Des Weiteren sieht die Europäische Kommission in der Änderungs-VO eine Einschränkung von Hydroxyapatit (nano) (CAS-Nr. 1306-06-5/12167-74-7) vor. Dem wissenschaftlichen Gutachten des SCCS zufolge soll Hydroxyapatit (nano) bei Verwendung in Konzentrationen von bis zu 10 % in Zahnpasten und bis zu 0,465 % in Mundspülungen sicher sein. Allerdings würden keine Daten vorliegen, die eine Bewertung der Sicherheit der Verbraucher vor Exposition durch Inhalation ermöglichen würden, weshalb der SCCS in seinem Gutachten betonte, dass seine Schlussfolgerungen nicht für sprühbare Produkte gelten, die durch Inhalation zu einer Exposition der Lunge des Verbrauchers gegenüber Nanopartikeln führen könnten (vgl. Erwägungsgrund (6) der Änderungs-VO). Demzufolge berge die Verwendung von Hydroxyapatit (nano) in kosmetischen Mitteln ein potenzielles Risiko für die menschliche Gesundheit.

Vor diesem Hintergrund hat die Kommission die Verwendung dieses Nanomaterials mit der Aufnahme in Anhang III der Kosmetik-VO eingeschränkt, wenn die Konzentration dieses Stoffes die genannten Werte in Zahnpasten und Mundspülungen überschreitet oder wenn er in sprühbaren Produkten verwendet wird, die durch Inhalation zu einer Exposition der Lunge des Verbrauchers gegenüber Nanopartikeln führen könnten.

3. Übergangsfristen

Damit betroffene Wirtschaftsakteure ausreichend Zeit haben, um die neuen Einschränkungen und Verbote einzuhalten, sieht die Änderungs-VO schließlich Übergangsfristen vor.

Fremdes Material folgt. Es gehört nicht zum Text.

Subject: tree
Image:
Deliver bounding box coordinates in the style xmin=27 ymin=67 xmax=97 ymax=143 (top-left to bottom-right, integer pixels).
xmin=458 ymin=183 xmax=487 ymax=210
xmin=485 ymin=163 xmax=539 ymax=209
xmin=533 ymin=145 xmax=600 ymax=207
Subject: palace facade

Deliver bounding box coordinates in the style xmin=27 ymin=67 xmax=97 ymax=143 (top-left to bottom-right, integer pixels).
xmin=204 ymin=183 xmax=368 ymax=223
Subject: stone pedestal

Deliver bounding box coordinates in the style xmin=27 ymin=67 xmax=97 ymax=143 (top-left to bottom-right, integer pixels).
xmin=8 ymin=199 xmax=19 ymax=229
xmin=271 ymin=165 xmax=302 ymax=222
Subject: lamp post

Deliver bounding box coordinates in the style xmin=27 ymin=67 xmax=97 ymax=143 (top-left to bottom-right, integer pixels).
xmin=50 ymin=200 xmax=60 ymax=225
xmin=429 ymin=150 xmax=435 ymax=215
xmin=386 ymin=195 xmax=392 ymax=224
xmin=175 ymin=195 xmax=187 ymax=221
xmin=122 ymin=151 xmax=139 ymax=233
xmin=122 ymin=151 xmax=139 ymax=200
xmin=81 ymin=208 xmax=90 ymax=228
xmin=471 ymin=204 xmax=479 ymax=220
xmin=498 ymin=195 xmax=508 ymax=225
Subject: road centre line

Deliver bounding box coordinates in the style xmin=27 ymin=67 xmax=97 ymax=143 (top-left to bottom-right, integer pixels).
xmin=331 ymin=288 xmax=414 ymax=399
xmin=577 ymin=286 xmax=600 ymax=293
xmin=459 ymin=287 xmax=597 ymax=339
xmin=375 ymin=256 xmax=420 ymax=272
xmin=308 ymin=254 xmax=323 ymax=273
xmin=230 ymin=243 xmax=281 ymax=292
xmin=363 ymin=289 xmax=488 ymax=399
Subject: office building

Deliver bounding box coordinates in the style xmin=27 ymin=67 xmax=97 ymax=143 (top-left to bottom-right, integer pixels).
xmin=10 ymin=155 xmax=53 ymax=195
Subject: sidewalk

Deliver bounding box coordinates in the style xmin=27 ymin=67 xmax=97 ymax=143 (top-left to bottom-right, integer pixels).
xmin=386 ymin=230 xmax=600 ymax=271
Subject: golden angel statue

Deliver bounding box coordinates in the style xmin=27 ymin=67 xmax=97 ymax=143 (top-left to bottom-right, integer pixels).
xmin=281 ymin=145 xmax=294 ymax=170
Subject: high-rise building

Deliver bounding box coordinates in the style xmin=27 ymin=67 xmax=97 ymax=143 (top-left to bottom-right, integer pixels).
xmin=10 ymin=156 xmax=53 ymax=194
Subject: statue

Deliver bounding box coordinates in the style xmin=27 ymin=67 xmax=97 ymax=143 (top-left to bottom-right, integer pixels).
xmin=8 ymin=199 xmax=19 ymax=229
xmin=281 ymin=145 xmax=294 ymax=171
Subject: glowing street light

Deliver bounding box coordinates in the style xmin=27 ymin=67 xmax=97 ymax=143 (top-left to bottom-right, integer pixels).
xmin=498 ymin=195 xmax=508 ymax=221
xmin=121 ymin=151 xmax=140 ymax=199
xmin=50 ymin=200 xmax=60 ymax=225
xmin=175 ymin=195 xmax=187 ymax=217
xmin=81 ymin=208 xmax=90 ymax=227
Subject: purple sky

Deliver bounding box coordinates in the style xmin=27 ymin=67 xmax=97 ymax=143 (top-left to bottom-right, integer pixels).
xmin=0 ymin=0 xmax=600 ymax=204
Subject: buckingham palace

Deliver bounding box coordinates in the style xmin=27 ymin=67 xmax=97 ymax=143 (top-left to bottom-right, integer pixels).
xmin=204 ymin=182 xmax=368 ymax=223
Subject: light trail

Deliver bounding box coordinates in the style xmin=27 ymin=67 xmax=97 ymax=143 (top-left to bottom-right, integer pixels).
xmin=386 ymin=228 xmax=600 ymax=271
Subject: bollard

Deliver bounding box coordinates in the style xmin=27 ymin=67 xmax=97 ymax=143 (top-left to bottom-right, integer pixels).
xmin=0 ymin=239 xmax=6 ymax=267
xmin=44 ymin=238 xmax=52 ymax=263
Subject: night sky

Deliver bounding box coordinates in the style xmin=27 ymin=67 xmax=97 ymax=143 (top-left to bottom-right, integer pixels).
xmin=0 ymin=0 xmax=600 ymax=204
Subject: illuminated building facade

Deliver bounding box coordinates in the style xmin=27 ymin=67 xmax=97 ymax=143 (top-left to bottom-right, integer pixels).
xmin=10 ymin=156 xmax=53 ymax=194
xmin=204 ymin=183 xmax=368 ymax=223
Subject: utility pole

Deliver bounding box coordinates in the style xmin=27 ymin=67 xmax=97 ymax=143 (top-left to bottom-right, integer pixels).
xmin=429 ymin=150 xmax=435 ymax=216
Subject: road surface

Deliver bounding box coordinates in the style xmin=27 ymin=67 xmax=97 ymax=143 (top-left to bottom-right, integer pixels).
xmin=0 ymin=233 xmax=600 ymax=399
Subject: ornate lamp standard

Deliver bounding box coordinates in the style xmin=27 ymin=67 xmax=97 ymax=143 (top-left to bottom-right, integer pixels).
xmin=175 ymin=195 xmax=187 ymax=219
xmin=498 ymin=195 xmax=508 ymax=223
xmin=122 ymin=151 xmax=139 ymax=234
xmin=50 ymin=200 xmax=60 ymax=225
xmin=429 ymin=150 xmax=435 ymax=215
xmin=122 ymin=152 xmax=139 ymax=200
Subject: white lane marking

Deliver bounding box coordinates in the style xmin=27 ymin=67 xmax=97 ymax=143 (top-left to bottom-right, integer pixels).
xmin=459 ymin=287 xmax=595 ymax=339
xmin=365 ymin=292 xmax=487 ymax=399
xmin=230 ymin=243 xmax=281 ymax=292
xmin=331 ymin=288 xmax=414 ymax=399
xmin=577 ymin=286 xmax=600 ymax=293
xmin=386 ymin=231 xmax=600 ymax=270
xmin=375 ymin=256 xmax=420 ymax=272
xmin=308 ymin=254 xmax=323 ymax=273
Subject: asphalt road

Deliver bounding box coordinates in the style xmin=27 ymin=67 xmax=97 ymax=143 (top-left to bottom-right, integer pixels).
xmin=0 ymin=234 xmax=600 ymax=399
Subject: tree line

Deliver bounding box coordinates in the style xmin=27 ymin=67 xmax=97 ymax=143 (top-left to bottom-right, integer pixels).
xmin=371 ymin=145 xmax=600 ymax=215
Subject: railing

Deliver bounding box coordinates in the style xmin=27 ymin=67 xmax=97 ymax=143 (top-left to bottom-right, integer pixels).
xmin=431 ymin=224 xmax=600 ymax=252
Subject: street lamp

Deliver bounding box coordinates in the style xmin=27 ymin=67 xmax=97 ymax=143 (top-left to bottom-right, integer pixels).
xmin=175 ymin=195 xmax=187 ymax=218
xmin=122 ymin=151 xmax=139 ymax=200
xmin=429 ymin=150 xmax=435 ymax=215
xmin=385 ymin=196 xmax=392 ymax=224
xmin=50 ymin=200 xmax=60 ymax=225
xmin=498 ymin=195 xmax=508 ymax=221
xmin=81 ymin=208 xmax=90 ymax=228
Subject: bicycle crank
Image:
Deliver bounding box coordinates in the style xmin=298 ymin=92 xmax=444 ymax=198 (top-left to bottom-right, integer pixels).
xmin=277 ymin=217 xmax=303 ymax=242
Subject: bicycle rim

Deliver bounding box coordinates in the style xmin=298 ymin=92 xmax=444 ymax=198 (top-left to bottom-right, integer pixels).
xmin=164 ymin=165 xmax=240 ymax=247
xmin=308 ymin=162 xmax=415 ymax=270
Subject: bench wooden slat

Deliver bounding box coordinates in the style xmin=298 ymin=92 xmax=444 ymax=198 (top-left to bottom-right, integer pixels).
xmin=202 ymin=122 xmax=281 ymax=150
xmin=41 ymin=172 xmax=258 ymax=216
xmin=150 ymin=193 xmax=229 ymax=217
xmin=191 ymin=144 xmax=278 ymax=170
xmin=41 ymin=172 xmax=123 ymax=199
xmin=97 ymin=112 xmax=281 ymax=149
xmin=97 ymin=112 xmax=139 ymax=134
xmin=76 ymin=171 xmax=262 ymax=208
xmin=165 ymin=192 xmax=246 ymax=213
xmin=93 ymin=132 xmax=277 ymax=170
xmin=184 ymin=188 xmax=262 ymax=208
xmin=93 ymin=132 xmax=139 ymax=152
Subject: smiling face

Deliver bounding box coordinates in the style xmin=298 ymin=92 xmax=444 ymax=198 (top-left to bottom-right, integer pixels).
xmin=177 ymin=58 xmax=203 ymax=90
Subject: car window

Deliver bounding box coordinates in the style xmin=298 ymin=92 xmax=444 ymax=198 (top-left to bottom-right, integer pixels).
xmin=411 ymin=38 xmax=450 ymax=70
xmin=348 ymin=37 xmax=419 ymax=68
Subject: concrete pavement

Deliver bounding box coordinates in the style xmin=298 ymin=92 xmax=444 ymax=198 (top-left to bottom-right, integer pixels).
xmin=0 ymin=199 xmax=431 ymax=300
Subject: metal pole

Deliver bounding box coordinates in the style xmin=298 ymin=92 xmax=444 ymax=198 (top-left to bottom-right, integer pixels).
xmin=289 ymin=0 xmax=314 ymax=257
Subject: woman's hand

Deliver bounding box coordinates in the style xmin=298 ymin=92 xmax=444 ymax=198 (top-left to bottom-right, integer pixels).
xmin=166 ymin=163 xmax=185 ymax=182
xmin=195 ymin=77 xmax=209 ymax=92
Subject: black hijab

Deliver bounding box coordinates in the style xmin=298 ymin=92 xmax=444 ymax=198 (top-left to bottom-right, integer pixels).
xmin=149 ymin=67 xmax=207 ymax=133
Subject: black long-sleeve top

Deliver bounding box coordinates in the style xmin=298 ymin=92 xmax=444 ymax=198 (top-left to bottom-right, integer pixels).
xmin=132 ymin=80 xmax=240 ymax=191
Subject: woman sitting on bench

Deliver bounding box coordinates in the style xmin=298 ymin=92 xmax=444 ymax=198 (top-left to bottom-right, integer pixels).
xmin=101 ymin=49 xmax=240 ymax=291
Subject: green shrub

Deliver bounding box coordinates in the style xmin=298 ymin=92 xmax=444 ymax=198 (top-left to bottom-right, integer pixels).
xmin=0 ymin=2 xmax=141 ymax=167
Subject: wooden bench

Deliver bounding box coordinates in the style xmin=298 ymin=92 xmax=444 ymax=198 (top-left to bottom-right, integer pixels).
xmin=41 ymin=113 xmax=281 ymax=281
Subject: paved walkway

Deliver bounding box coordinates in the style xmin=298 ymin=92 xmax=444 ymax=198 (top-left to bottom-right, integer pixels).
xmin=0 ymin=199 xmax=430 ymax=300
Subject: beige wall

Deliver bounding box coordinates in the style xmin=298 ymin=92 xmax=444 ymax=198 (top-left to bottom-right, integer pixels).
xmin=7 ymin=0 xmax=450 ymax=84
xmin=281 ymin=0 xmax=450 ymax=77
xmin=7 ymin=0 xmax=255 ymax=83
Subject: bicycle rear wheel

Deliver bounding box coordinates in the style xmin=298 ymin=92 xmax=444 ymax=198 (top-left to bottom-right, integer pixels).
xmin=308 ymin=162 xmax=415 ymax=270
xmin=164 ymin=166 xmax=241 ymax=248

Die Übergangsfristen finden sich in der Fußnote „(*)“ zum Anhang der Änderungs-VO und sehen vor, dass kosmetische Mittel, die die betreffenden Nanomaterialien enthalten und bei denen die Einschränkungen und/oder Verbote nicht eingehalten werden, ab dem 01.02.2025 nicht mehr in der Union in Verkehr gebracht und ab dem 01.11.2025 nicht mehr auf dem Unionsmarkt bereitgestellt werden dürfen.

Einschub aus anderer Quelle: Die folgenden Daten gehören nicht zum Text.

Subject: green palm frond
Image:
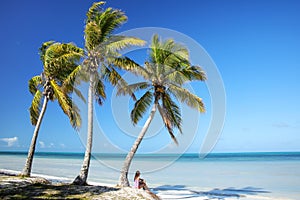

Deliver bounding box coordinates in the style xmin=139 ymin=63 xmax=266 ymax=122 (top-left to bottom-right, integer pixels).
xmin=102 ymin=67 xmax=126 ymax=86
xmin=44 ymin=43 xmax=84 ymax=78
xmin=95 ymin=75 xmax=106 ymax=105
xmin=29 ymin=90 xmax=43 ymax=126
xmin=162 ymin=92 xmax=182 ymax=133
xmin=130 ymin=91 xmax=153 ymax=124
xmin=117 ymin=82 xmax=151 ymax=101
xmin=28 ymin=75 xmax=43 ymax=95
xmin=158 ymin=104 xmax=178 ymax=145
xmin=84 ymin=21 xmax=102 ymax=51
xmin=62 ymin=65 xmax=87 ymax=102
xmin=168 ymin=84 xmax=205 ymax=113
xmin=106 ymin=35 xmax=146 ymax=52
xmin=188 ymin=66 xmax=207 ymax=81
xmin=113 ymin=57 xmax=150 ymax=79
xmin=86 ymin=1 xmax=105 ymax=22
xmin=96 ymin=8 xmax=127 ymax=41
xmin=66 ymin=95 xmax=81 ymax=130
xmin=50 ymin=80 xmax=81 ymax=129
xmin=39 ymin=41 xmax=55 ymax=61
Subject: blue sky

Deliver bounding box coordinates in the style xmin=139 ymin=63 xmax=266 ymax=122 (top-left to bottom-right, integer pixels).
xmin=0 ymin=0 xmax=300 ymax=152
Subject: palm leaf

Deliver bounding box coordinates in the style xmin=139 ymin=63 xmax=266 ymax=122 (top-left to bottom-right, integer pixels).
xmin=168 ymin=84 xmax=205 ymax=113
xmin=158 ymin=104 xmax=178 ymax=145
xmin=39 ymin=41 xmax=55 ymax=64
xmin=50 ymin=80 xmax=81 ymax=129
xmin=28 ymin=75 xmax=42 ymax=95
xmin=86 ymin=1 xmax=105 ymax=22
xmin=96 ymin=8 xmax=127 ymax=41
xmin=106 ymin=35 xmax=146 ymax=52
xmin=130 ymin=91 xmax=153 ymax=124
xmin=162 ymin=92 xmax=182 ymax=133
xmin=95 ymin=75 xmax=106 ymax=105
xmin=117 ymin=82 xmax=151 ymax=101
xmin=113 ymin=57 xmax=149 ymax=79
xmin=29 ymin=90 xmax=43 ymax=126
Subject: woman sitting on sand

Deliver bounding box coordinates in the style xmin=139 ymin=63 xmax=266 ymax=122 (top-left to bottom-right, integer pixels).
xmin=134 ymin=171 xmax=148 ymax=190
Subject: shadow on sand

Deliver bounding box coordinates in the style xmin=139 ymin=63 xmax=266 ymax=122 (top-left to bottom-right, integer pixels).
xmin=152 ymin=185 xmax=270 ymax=200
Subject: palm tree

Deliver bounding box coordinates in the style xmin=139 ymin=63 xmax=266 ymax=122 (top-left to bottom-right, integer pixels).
xmin=21 ymin=41 xmax=83 ymax=176
xmin=118 ymin=35 xmax=206 ymax=187
xmin=73 ymin=2 xmax=145 ymax=185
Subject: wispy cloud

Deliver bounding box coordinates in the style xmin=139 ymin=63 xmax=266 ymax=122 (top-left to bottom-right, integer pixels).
xmin=272 ymin=122 xmax=291 ymax=128
xmin=0 ymin=137 xmax=18 ymax=147
xmin=39 ymin=141 xmax=46 ymax=148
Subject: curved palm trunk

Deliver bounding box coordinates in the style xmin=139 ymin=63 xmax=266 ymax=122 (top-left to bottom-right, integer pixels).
xmin=118 ymin=102 xmax=158 ymax=187
xmin=73 ymin=75 xmax=95 ymax=185
xmin=21 ymin=97 xmax=48 ymax=176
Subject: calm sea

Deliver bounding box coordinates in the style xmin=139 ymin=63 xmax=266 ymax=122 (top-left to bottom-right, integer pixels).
xmin=0 ymin=152 xmax=300 ymax=200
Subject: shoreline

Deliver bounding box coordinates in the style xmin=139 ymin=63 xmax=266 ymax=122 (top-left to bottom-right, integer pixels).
xmin=0 ymin=169 xmax=160 ymax=200
xmin=0 ymin=169 xmax=291 ymax=200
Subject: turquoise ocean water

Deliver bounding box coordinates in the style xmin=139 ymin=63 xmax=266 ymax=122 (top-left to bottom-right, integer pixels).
xmin=0 ymin=152 xmax=300 ymax=200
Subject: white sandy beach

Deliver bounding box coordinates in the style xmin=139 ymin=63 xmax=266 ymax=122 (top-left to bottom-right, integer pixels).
xmin=0 ymin=169 xmax=291 ymax=200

II. Aktualisierung des Borderline Manuals

Bereits am 20.02.2024 veröffentlichte die Europäische Kommission eine aktualisierte Version des Borderline Manuals auf ihrer Website. Es handelt sich dabei um ein Handbuch, das von einer auf Kosmetikprodukte spezialisierte Arbeitsgruppe erstellt wird und sowohl für Normadressaten als auch für zuständige Behörden bei produktbezogenen Abgrenzungsfragen eine Orientierungshilfe bieten soll. Es handelt sich hierbei zwar explizit um unverbindliche Vorgaben; diese können jedoch von den Gerichten in einem Streitfall zur Auslegung herangezogen werden und damit mittelbar faktische Geltung erlangen.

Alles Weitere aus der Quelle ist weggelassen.